Reputation: 265
I am trying to extract data. Here is the specific part of the html-
<div class="readable">
<span id="freeTextContainer2123443890291117716">I write because I need to. <br>I review because I want to.
<br>I pay taxes because I have to.
<br><br>If you want to follow me, my username is @colleenhoover pretty much everywhere except my email, which is [email protected]
<br><br>Founder of
<a target="_blank" href="http://www.thebookwormbox.com" rel="nofollow">www.thebookwormbox.com</a>
<br><br></span>
</div>
I want output like this-
I write because I need to.
I review because I want to.
I pay taxes because I have to.
If you want to follow me, my username is @colleenhoover pretty much everywhere except my email, which is [email protected]

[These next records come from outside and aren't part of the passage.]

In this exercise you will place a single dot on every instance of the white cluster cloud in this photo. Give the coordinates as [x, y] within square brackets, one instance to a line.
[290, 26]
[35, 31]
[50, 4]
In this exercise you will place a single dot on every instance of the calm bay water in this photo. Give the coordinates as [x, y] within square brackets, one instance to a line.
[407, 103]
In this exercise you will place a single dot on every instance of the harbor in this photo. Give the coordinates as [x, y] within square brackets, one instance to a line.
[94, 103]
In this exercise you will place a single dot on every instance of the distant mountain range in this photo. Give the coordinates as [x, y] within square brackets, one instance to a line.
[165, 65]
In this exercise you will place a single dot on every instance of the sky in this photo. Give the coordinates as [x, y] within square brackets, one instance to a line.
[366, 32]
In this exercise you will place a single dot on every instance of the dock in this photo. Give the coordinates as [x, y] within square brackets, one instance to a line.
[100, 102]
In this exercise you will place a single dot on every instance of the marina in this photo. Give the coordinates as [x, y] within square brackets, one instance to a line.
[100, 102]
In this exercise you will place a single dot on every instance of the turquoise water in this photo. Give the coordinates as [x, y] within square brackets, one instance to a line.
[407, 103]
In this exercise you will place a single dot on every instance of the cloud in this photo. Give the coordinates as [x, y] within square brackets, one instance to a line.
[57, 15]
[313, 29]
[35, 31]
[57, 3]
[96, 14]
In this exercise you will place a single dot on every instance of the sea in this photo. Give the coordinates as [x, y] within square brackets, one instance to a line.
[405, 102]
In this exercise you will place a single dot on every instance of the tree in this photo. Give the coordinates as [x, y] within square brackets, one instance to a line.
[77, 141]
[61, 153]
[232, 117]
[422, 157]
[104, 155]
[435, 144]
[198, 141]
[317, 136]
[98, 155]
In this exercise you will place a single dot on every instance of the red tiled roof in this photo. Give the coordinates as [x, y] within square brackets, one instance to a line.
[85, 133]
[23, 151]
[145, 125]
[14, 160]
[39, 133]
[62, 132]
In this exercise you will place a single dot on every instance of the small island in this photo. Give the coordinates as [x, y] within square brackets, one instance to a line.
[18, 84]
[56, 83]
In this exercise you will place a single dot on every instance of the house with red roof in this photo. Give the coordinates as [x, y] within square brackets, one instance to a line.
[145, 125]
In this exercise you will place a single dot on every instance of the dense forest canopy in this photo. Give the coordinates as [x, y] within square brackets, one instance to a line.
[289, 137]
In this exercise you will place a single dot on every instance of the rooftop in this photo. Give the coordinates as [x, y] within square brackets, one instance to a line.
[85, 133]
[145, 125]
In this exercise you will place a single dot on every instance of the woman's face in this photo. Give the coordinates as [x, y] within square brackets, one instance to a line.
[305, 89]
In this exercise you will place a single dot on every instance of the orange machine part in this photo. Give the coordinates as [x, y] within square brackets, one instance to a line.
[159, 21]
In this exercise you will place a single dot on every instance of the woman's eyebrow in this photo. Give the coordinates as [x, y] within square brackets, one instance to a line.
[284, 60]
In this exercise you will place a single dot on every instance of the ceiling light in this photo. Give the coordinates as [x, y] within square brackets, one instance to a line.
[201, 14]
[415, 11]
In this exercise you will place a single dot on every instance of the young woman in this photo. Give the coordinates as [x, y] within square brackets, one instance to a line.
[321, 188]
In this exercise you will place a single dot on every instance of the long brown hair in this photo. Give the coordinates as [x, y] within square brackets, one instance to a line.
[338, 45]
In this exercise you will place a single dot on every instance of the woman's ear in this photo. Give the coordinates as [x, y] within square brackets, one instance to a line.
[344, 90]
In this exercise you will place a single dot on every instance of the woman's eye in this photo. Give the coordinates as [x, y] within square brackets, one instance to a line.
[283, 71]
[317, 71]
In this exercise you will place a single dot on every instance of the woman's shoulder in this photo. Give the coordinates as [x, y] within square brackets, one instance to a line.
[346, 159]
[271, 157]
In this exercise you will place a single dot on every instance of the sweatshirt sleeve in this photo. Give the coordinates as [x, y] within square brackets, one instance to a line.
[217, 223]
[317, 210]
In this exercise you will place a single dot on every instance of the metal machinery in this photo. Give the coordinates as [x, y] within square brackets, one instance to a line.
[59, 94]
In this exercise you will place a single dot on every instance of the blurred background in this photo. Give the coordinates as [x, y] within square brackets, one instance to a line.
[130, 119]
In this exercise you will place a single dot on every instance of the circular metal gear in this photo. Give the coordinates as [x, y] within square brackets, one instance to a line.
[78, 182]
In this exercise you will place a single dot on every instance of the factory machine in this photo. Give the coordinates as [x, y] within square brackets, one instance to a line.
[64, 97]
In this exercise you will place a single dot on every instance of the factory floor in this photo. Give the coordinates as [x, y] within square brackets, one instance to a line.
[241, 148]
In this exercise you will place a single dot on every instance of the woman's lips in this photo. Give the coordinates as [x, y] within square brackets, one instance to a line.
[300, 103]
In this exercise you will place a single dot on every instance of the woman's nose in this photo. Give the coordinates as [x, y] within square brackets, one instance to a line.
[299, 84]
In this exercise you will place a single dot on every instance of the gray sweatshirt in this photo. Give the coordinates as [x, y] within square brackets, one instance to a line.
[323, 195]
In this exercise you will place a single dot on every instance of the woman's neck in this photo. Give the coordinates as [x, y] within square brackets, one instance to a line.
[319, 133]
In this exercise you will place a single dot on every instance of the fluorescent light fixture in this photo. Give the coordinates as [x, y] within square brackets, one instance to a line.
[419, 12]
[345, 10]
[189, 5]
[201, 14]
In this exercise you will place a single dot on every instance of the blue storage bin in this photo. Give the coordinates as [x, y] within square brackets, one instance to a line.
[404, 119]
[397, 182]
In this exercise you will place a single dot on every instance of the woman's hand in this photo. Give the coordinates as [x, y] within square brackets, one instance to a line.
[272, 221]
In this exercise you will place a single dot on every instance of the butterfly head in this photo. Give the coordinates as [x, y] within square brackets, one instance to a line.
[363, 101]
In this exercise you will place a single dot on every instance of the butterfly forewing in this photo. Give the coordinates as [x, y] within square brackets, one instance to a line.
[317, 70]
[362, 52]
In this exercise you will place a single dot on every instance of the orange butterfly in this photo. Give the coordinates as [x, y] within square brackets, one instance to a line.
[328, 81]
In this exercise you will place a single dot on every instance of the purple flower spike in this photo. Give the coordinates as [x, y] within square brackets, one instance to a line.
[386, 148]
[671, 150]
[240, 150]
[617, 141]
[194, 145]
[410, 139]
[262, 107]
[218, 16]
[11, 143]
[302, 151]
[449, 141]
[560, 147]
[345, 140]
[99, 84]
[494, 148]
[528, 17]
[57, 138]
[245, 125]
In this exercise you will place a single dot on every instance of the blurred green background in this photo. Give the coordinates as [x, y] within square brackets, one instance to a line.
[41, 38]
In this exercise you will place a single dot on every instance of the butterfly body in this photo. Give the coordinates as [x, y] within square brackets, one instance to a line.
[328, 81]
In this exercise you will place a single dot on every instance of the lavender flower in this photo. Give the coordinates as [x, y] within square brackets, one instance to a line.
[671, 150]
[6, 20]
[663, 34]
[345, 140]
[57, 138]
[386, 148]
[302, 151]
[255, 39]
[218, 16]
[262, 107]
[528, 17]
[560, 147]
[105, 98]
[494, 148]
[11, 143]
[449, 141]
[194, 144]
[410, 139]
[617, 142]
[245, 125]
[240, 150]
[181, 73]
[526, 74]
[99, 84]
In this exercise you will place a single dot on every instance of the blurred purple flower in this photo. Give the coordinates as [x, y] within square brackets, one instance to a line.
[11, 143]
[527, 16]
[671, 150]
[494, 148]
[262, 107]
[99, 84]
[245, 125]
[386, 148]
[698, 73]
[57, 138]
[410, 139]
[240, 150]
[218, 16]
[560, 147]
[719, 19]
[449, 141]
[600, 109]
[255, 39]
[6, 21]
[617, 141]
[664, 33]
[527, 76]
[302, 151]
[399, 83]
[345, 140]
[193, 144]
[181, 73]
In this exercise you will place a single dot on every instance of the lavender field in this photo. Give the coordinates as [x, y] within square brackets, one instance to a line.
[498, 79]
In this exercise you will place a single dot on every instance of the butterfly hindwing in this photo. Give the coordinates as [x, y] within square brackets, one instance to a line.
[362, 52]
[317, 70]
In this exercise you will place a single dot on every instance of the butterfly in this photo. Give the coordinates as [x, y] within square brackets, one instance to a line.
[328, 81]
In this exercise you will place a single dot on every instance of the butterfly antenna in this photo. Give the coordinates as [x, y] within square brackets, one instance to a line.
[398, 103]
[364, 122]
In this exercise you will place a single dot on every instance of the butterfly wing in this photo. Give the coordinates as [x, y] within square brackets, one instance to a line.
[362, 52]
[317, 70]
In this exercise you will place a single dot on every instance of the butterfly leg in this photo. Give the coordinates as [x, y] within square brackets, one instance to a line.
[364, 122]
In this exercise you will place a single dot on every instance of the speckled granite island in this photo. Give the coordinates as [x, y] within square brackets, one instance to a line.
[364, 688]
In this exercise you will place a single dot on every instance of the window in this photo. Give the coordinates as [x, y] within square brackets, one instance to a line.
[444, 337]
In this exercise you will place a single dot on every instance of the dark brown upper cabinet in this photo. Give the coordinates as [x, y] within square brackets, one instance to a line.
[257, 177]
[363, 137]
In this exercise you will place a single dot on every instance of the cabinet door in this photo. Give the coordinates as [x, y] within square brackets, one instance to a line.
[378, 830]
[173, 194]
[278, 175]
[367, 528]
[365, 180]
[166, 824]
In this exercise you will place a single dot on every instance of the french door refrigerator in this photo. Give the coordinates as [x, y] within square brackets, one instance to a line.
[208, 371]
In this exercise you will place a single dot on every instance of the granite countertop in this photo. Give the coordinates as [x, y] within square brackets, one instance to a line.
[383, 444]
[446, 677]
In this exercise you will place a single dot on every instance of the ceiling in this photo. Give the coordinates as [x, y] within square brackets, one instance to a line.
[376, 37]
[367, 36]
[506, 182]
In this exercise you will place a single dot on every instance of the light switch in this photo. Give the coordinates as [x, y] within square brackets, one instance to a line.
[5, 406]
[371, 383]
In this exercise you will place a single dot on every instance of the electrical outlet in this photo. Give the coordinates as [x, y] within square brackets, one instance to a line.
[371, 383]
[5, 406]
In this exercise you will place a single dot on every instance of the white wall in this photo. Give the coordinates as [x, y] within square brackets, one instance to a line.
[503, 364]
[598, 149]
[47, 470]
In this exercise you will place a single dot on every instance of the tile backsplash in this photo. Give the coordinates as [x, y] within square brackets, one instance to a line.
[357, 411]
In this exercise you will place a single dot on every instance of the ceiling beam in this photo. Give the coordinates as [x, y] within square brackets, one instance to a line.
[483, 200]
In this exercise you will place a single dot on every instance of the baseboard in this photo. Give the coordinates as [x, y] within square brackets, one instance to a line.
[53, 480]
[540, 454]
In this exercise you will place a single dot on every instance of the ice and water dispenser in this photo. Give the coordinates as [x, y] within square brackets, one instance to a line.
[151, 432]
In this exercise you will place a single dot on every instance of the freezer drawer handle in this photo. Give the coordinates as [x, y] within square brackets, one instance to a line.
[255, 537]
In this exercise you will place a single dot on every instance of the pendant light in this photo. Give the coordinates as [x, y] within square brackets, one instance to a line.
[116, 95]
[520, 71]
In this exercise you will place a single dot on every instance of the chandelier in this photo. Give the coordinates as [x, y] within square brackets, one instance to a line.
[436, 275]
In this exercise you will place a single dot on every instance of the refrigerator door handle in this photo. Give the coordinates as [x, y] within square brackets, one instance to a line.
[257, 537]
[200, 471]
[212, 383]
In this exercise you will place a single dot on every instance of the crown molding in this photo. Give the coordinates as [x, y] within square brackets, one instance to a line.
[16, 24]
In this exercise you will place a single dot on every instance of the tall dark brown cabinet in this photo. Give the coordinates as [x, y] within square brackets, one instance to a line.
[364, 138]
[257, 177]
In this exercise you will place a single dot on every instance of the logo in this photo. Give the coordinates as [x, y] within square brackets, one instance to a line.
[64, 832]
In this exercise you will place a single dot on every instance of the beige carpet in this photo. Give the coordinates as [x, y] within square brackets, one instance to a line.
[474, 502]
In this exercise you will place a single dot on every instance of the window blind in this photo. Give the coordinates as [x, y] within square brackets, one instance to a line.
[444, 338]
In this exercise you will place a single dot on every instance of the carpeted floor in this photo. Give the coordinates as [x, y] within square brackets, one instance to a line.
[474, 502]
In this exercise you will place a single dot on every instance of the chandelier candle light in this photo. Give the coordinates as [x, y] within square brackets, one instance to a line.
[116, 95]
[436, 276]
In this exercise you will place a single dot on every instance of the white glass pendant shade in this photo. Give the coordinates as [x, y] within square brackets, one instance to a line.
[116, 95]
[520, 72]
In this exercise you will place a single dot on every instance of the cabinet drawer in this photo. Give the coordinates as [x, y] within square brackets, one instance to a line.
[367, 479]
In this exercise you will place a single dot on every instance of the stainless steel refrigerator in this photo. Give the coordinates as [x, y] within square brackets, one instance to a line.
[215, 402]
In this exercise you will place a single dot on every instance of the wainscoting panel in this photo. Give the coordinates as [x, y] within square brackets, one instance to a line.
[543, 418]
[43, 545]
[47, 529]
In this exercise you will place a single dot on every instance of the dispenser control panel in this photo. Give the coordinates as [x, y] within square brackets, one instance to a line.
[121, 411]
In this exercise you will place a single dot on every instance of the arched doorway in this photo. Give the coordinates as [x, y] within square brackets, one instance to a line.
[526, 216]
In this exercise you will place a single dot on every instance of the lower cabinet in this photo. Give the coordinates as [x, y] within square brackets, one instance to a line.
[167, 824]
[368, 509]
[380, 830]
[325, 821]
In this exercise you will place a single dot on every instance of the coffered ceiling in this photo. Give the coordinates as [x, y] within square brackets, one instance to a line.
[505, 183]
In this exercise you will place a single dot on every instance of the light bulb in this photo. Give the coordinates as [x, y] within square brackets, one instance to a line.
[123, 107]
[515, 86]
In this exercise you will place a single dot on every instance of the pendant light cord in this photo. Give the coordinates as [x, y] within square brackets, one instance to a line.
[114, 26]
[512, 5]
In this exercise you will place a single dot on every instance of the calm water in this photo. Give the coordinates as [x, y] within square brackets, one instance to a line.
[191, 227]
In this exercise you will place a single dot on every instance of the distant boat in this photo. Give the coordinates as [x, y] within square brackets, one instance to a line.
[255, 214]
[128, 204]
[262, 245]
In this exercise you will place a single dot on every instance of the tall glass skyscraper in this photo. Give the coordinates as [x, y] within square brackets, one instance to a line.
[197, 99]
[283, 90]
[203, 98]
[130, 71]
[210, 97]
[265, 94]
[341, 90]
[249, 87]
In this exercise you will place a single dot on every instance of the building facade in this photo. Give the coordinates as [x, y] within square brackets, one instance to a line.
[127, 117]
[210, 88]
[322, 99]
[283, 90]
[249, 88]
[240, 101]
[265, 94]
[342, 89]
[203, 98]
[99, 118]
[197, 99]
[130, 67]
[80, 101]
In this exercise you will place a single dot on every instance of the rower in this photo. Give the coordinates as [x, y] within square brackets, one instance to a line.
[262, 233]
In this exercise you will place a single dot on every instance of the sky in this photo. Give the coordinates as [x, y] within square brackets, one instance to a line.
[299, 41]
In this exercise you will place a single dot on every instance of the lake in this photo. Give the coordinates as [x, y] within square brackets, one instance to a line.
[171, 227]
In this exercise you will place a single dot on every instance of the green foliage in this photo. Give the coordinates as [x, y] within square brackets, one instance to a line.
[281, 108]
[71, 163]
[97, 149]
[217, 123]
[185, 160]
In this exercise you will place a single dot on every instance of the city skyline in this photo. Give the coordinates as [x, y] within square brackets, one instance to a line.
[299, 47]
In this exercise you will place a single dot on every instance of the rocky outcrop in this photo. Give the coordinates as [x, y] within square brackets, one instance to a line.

Founder of www.thebookwormbox.com
I am trying this-
aboutauthor=response.xpath('//div[@id="aboutAuthor"]/div[@class="bigBoxBody"]/div[@class="bigBoxContent containerWithHeaderContent"]/div[@class="readable"]/span[1]/text()').extract() if len(response.xpath('//div[@id="aboutAuthor"]/div[@class="bigBoxBody"]/div[@class="bigBoxContent containerWithHeaderContent"]/div[@class="readable"]/span')) == 1 else response.xpath('//div[@id="aboutAuthor"]/div[@class="bigBoxBody"]/div[@class="bigBoxContent containerWithHeaderContent"]/div[@class="readable"]/span[2]/text()').extract()
print aboutauthor
And get the output-
[u'I write because I need to. ', u'I review because I want to. ', u'I pay taxes
because I have to. ', u'If you want to follow me, my username is @colleenhoover
pretty much everywhere except my email, which is [email protected]',
u'Founder of ', u' ']
What i do so that i get www.thebookwormbox.com
with the output ?
Upvotes: 1
Views: 1019
Reputation: 20553
As per my comment, you can use xpath with //text()
to get all the children's text content.
Upvotes: 3